(Joseph Cermatori’s article appeared in The New York Times, 6/11; via Pam Green; Illustration: Rotating the perspective to depict massive, magnificent interiors, the Bibiena family transformed stage design in the 17th and 18th centuries.Credit…Morgan Library & Museum.)  

The Bibienas, the focus of an exhibition at the Morgan Library & Museum, dominated Baroque theatrical design.

Many of us have not seen the inside of a theater in well over a year. But as performance spaces around the country are on the verge of reopening, the Morgan Library & Museum is offering a quietly astonishing reminder of what we’ve been missing.

Open through Sept. 12 at the Morgan, “Architecture, Theater and Fantasy” is a small but exquisite show of drawings by the Bibiena family, which transformed theatrical design in the 17th and 18th centuries. Organized around a promised gift to the museum of 25 Bibiena works by Jules Fisher, the Tony Award-winning Broadway lighting designer, the exhibit is the first in the United States of the family’s drawings in over 30 years.

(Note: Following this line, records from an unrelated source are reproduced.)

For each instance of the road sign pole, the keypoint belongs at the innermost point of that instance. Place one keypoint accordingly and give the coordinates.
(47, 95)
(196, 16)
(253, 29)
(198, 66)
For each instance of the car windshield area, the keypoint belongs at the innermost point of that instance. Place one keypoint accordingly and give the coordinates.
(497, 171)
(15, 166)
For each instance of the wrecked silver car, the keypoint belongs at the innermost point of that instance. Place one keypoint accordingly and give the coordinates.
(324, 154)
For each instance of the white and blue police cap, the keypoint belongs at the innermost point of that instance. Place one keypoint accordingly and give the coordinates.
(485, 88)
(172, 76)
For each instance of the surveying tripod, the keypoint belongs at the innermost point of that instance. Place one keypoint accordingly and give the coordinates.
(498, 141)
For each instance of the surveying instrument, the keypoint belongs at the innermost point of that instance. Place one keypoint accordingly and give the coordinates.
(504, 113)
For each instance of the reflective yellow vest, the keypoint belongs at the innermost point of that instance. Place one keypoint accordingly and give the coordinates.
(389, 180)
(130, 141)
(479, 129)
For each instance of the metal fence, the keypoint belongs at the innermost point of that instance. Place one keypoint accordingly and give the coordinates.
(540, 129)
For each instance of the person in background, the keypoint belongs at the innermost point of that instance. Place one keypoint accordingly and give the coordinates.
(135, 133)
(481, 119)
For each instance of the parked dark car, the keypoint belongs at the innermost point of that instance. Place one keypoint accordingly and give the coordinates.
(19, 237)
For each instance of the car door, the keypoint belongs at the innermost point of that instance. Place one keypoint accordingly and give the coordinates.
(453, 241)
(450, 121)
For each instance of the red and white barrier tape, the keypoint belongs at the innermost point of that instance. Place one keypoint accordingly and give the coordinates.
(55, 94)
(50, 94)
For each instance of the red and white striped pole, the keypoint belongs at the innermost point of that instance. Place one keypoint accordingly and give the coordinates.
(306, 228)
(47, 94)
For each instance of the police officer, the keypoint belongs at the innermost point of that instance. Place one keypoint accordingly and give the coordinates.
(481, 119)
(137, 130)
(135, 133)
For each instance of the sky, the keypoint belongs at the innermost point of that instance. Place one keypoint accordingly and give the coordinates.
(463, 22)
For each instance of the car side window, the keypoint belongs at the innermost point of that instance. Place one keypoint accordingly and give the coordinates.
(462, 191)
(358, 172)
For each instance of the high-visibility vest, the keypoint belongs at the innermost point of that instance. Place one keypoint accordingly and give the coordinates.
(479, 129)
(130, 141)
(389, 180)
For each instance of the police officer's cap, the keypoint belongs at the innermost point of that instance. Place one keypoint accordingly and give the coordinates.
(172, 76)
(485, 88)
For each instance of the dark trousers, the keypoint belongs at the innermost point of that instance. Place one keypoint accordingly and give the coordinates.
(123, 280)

From Lisbon to St. Petersburg, Russia, the Bibienas dominated every major court theater in Baroque Europe. Their innovations in perspective opened new dramatic possibilities, and their lavish projects cost vast sums, with single spectacles running budgets of up to $10 million in today’s dollars. Writing to Alexander Pope of an opera performed outdoors in Vienna to consecrate the Austrian crown prince’s birth in 1716, Lady Mary Wortley Montagu described a massive stage constructed over a canal. Gilded flotillas sailed beneath it — a spectacle, she wrote, “so large that it is hard to carry the eye to the end of it.”

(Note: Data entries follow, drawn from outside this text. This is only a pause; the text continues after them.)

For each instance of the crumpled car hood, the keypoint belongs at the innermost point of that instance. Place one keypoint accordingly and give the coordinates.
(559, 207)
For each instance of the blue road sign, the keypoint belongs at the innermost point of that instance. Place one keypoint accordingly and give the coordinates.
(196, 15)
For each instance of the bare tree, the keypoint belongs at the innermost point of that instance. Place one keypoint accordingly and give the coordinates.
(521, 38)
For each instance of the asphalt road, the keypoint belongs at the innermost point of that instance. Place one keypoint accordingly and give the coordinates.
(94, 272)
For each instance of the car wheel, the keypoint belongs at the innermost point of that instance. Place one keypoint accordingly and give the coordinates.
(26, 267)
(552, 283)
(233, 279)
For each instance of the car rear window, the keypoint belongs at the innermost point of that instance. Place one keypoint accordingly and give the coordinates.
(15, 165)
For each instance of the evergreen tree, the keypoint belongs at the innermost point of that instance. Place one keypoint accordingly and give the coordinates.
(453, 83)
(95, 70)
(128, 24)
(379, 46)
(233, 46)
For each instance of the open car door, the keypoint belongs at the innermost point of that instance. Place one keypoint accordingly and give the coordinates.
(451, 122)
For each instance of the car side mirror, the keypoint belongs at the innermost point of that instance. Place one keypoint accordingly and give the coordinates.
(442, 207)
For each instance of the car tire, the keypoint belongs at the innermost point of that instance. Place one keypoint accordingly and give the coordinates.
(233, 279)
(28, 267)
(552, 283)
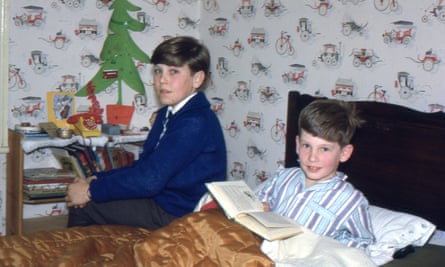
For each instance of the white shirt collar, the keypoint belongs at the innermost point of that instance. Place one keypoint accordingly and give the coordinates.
(178, 106)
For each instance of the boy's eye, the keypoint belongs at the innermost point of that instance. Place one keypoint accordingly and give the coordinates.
(157, 71)
(325, 149)
(305, 145)
(174, 71)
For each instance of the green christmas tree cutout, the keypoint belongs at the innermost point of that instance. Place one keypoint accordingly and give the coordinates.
(119, 53)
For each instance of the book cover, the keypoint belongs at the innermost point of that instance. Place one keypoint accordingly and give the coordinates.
(90, 160)
(81, 159)
(47, 173)
(240, 203)
(68, 161)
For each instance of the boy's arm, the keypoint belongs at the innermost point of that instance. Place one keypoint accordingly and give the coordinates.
(359, 226)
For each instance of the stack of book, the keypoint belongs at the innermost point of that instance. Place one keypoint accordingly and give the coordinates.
(43, 183)
(87, 160)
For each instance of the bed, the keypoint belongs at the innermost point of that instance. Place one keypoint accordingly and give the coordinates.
(398, 164)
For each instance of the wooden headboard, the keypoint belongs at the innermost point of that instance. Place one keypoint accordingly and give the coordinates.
(398, 160)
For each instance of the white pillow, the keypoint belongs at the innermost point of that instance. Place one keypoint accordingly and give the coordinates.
(394, 230)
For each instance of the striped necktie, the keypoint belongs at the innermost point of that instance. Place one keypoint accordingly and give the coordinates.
(164, 125)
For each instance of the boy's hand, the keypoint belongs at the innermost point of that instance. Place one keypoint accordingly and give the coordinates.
(77, 192)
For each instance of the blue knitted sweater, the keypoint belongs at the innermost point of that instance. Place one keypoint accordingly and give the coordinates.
(191, 153)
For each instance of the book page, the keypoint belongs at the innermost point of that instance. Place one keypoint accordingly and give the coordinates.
(235, 197)
(272, 219)
(269, 233)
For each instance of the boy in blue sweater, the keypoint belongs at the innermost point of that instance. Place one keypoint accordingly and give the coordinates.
(183, 151)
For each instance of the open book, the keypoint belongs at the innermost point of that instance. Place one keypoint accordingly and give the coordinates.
(240, 203)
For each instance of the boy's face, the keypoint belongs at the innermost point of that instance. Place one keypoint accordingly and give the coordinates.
(320, 158)
(173, 84)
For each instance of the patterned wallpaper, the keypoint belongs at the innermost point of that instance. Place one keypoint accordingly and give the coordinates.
(370, 50)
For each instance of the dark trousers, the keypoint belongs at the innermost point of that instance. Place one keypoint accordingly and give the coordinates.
(132, 212)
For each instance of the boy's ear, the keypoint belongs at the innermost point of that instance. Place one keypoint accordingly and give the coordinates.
(346, 152)
(198, 79)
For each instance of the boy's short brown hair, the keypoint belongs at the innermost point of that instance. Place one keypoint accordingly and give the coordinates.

That production’s designer, Ferdinando Galli Bibiena (1657-1743), had arrived in Vienna in 1711 as the official scenographer for the Hapsburg court of Charles VII. His father, the Tuscan painter Giovanni Maria Galli (1618-65), came from a village in Arezzo called Bibbiena, and adapted its name as his own. Young Ferdinando started out in Bologna as a master of quadratura, or illusionistic ceiling painting. But his theatrical talents took his career in other directions in the 1680s.

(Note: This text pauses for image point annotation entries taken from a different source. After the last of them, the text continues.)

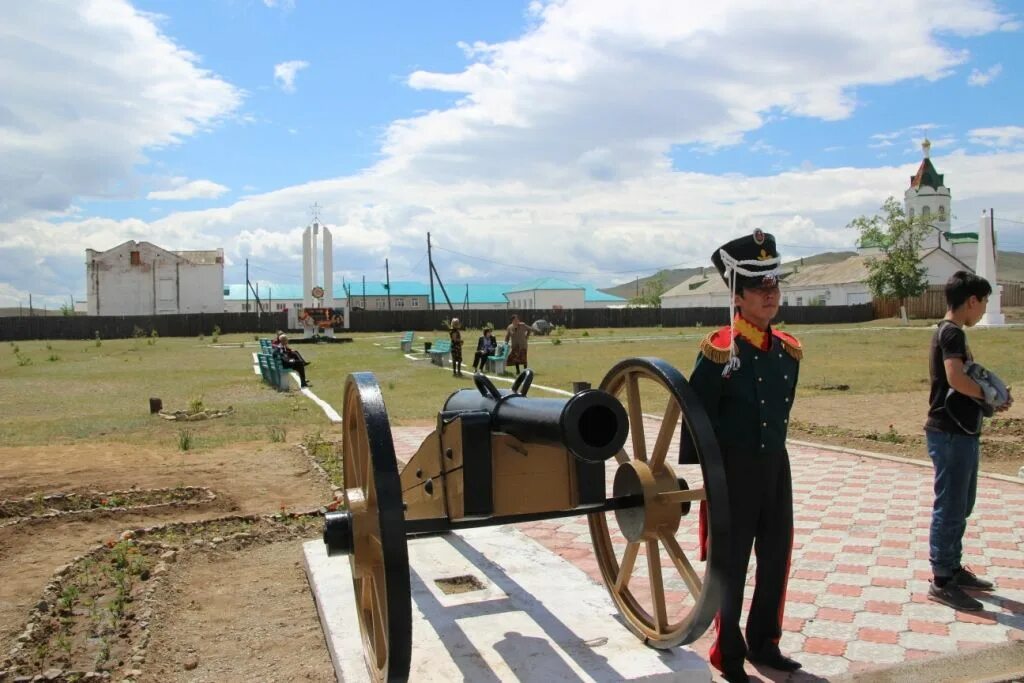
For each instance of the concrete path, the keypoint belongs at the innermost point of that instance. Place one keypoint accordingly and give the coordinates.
(856, 597)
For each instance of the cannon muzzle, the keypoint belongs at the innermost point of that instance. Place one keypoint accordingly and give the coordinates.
(592, 425)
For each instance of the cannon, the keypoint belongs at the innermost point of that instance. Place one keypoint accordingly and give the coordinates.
(500, 457)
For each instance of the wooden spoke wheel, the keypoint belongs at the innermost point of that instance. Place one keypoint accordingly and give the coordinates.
(670, 599)
(380, 557)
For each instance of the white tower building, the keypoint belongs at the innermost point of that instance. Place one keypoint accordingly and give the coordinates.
(317, 292)
(986, 268)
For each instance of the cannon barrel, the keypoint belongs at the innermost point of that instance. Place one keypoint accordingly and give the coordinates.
(592, 425)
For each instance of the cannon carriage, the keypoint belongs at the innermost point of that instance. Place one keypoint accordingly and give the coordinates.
(500, 457)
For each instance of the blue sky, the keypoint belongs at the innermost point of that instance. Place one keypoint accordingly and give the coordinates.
(590, 140)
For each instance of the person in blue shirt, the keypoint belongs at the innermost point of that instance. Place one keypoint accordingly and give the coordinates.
(485, 345)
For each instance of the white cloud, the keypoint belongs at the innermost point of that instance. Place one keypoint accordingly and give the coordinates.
(633, 79)
(284, 74)
(556, 155)
(983, 78)
(194, 189)
(1003, 137)
(88, 86)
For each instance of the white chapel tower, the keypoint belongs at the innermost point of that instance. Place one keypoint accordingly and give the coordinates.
(927, 196)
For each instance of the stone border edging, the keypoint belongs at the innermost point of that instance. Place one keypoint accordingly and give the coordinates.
(894, 459)
(210, 497)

Until that time, European scenery primarily utilized single-point perspective. This optical technique, perfected in 15th-century Italian visual art, arranged scenic images around a central vanishing point, creating the semblance of an infinitely receding space. (A Bibiena drawing already in the Morgan’s collection makes the regress dizzyingly, almost terrifyingly, steep.)